In order to disable the salt usage, set the use_salt option to false.
WARNING
SQLite does implement MD5() function, neither any hashing function, this anonymizer cannot be used with SQLite.
StringAnonymizer
This Anonymizer will fill configured column with a random value from a given sample.
namespace App\Entity;
use Doctrine\ORM\Mapping as ORM;
use MakinaCorpus\DbToolsBundle\Attribute\Anonymize;
#[ORM\Entity()]
#[ORM\Table(name: 'customer')]
class Customer
{
// ...
#[ORM\Column(length: 255)]
#[Anonymize(type: 'string', options: ['sample' => ['none', 'bad', 'good', 'expert']])]

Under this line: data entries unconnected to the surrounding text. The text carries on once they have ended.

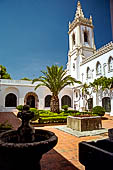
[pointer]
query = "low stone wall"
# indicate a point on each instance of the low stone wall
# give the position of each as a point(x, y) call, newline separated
point(84, 123)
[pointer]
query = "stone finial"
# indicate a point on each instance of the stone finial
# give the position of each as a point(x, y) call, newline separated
point(79, 12)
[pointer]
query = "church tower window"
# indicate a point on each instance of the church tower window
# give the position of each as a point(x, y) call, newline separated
point(110, 64)
point(73, 39)
point(88, 72)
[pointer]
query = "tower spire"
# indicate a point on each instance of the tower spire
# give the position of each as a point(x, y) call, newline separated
point(79, 12)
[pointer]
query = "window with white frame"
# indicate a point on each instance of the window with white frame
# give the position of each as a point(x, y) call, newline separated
point(98, 68)
point(88, 72)
point(110, 64)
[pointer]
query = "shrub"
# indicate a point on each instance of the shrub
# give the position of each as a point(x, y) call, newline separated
point(19, 107)
point(65, 107)
point(99, 110)
point(36, 114)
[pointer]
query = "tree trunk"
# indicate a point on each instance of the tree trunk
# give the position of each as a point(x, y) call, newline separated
point(54, 104)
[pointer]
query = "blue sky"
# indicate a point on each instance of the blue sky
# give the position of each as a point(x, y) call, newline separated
point(34, 33)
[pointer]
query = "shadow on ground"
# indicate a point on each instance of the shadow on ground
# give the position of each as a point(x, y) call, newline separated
point(54, 161)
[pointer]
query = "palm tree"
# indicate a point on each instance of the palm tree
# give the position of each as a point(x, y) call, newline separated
point(55, 78)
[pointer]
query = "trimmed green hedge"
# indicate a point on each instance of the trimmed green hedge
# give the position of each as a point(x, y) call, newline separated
point(99, 110)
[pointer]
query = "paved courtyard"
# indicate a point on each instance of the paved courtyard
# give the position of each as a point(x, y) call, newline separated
point(65, 153)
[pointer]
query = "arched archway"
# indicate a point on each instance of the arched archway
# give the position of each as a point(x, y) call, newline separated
point(11, 100)
point(66, 100)
point(106, 103)
point(47, 100)
point(31, 99)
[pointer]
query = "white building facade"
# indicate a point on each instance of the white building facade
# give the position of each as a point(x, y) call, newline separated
point(85, 63)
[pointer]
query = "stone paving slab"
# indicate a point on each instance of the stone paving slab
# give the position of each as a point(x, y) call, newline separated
point(81, 134)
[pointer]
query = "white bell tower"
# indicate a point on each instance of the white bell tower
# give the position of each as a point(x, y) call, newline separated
point(81, 42)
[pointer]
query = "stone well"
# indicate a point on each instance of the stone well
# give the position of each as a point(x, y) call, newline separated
point(84, 123)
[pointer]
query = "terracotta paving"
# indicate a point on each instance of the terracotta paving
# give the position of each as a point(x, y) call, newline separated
point(65, 154)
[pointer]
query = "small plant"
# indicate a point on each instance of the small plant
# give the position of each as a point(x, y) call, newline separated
point(99, 110)
point(19, 107)
point(65, 107)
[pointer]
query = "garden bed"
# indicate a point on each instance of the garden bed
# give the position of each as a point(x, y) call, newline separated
point(84, 123)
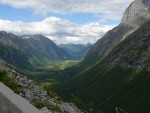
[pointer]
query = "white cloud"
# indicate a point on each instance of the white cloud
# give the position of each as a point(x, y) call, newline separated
point(108, 9)
point(61, 31)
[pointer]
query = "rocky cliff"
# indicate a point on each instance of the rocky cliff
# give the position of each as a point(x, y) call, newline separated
point(135, 15)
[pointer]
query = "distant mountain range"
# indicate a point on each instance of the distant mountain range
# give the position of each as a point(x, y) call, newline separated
point(114, 76)
point(77, 51)
point(29, 50)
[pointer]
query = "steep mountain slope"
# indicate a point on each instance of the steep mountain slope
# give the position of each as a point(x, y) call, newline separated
point(120, 82)
point(28, 51)
point(77, 51)
point(135, 15)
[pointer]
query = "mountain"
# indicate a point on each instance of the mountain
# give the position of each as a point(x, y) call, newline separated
point(29, 50)
point(120, 81)
point(135, 15)
point(117, 80)
point(77, 51)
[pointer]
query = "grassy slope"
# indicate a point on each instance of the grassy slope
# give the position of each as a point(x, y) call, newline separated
point(108, 87)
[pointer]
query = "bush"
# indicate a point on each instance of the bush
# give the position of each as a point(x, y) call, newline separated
point(9, 82)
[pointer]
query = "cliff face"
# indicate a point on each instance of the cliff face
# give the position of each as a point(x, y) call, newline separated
point(135, 15)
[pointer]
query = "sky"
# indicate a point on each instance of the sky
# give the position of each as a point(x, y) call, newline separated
point(63, 21)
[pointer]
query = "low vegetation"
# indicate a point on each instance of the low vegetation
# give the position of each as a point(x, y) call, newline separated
point(8, 81)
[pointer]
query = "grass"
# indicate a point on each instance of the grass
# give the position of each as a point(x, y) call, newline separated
point(8, 81)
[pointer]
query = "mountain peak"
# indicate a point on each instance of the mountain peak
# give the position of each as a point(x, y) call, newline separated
point(137, 13)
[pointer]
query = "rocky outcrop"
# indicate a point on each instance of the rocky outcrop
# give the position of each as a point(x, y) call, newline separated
point(135, 15)
point(13, 103)
point(32, 92)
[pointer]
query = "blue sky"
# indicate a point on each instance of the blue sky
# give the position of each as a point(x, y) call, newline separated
point(67, 21)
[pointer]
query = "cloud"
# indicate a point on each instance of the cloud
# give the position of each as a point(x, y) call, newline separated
point(107, 9)
point(61, 31)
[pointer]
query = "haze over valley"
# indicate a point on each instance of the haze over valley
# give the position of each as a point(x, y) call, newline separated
point(75, 56)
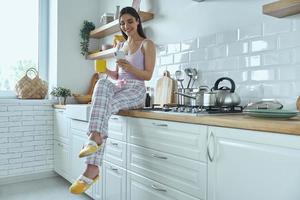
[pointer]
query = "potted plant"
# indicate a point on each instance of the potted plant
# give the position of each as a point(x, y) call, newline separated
point(61, 93)
point(85, 36)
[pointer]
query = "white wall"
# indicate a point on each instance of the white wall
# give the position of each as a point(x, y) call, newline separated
point(68, 68)
point(177, 21)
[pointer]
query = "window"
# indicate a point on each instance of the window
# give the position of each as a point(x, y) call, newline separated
point(23, 41)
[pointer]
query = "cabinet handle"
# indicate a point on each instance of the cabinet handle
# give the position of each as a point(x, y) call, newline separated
point(114, 144)
point(158, 189)
point(211, 157)
point(159, 157)
point(114, 169)
point(158, 124)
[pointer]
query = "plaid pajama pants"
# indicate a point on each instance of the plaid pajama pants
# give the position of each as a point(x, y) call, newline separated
point(108, 99)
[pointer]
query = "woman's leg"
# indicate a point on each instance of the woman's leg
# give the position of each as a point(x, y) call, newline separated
point(131, 96)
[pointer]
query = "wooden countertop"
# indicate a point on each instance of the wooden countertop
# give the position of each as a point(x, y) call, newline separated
point(289, 126)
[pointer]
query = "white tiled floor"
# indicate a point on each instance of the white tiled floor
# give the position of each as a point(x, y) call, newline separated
point(45, 189)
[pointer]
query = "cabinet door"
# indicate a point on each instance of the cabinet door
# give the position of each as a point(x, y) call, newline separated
point(141, 188)
point(184, 174)
point(61, 126)
point(97, 187)
point(115, 152)
point(181, 139)
point(62, 159)
point(114, 182)
point(251, 165)
point(117, 128)
point(78, 164)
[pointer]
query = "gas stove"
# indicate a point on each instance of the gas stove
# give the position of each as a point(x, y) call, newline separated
point(195, 110)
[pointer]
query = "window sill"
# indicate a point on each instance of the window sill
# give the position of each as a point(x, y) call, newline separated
point(28, 101)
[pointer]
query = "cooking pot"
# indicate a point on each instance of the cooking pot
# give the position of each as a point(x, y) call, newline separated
point(193, 96)
point(226, 96)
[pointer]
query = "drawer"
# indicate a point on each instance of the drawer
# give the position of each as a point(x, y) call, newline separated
point(187, 140)
point(141, 188)
point(115, 152)
point(79, 125)
point(117, 127)
point(184, 174)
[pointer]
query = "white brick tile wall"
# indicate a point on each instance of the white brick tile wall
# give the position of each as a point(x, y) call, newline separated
point(238, 48)
point(189, 45)
point(216, 51)
point(26, 139)
point(248, 32)
point(262, 59)
point(173, 48)
point(277, 26)
point(181, 57)
point(227, 37)
point(263, 44)
point(198, 55)
point(289, 40)
point(277, 58)
point(206, 41)
point(166, 60)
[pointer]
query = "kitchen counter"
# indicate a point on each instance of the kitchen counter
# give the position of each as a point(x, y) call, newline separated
point(242, 121)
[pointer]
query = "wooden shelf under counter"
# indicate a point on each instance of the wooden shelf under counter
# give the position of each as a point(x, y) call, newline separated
point(101, 54)
point(282, 8)
point(113, 26)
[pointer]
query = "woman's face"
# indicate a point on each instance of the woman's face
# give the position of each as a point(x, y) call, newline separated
point(128, 24)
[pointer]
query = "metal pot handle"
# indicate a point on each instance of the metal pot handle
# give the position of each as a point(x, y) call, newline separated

private ?string $level = null;
// ...
}# config/anonymization.yaml
customer:
level:
anonymizer: string
options: {sample: ['none', 'bad', 'good', 'expert']}
#...TIP
If you use the same sample multiple times, if you use a large sample or if you use a generated one, it could be more efficient and convinient to create your own custom anonymizer, see the Custom Anonymizers section to learn how to do that.
LastnameAnonymizer
Works like the StringAnonymizer, but with a provided sample of 1000 worldwide lastnames.
namespace App\Entity;
use Doctrine\ORM\Mapping as ORM;
use MakinaCorpus\DbToolsBundle\Attribute\Anonymize;
#[ORM\Entity()]
#[ORM\Table(name: 'customer')]
class Customer
{
// ...
#[ORM\Column(length: 255)]
#[Anonymize('lastname')]
private ?string $lastname = null;
// ...
}# config/anonymization.yaml
customer:
lastname: lastname
#...FirstnameAnonymizer
Works like the StringAnonymizer, but with a provided sample of 1000 worldwide firstnames.
namespace App\Entity;
use Doctrine\ORM\Mapping as ORM;
use MakinaCorpus\DbToolsBundle\Attribute\Anonymize;
#[ORM\Entity()]
#[ORM\Table(name: 'customer')]
class Customer
{
// ...
#[ORM\Column(length: 255)]
#[Anonymize('firstname')]
private ?string $firstname = null;
// ...
}# config/anonymization.yaml
customer:
firstname: firstname
#...AddressAnonymizer
This Anonymizer is multicolumn. It let you anonymize, at once, mutiple columns on one table that represent different parts of a postal address.
Each part will be fill with a coherent random address from a sample of 300 addresses around the world.
Available parts are :
| Part | Definition | Example |
|---|---|---|
country | The country | France |
locality | The locality in which the street address is, and which is in the region | Nantes |
region | The region in which the locality is, and which is in the country | Pays de la Loire |
postal_code | The postal code | 44000 |
street_address | The street address. For example, 5 rue de la Paix | 5 rue de la Paix |
secondary_address | Additional information (apartment, block) | Appartement 310 |
namespace App\Entity;
use Doctrine\ORM\Mapping as ORM;
use MakinaCorpus\DbToolsBundle\Attribute\Anonymize;
#[ORM\Entity()]
#[ORM\Table(name: 'customer')]
#[Anonymize(type: 'address', options: [
'street_address' => 'street',
'secondary_address': 'street_second_line'
'postal_code' => 'zip_code',
'locality' => 'city',
'region' => 'region'
'country' => 'country',
])]
class Customer
{
// ...
#[ORM\Column(length: 255)]
private ?string $street = null;
#[ORM\Column(length: 255)]
private ?string $streetSecondLine = null;
#[ORM\Column(length: 255)]
private ?string $zipCode = null;
#[ORM\Column(length: 255)]
private ?string $city = null;
#[ORM\Column(length: 255)]
private ?string $region = null;
#[ORM\Column(length: 255)]
private ?string $country = null;
// ...
}# config/anonymization.yaml
customer:
address:
target: table
anonymizer: address
options:
street_address: 'street'
secondary_address: 'street_address_2'
postal_code: 'zip_code'
locality: 'city'
region: 'region'
country: 'country'
#...TIP
Note that you don't have to provide a column for each part. You can use this Anonymizer to only anonymize some parts of an address. To do so, remove options you don't want in the example below.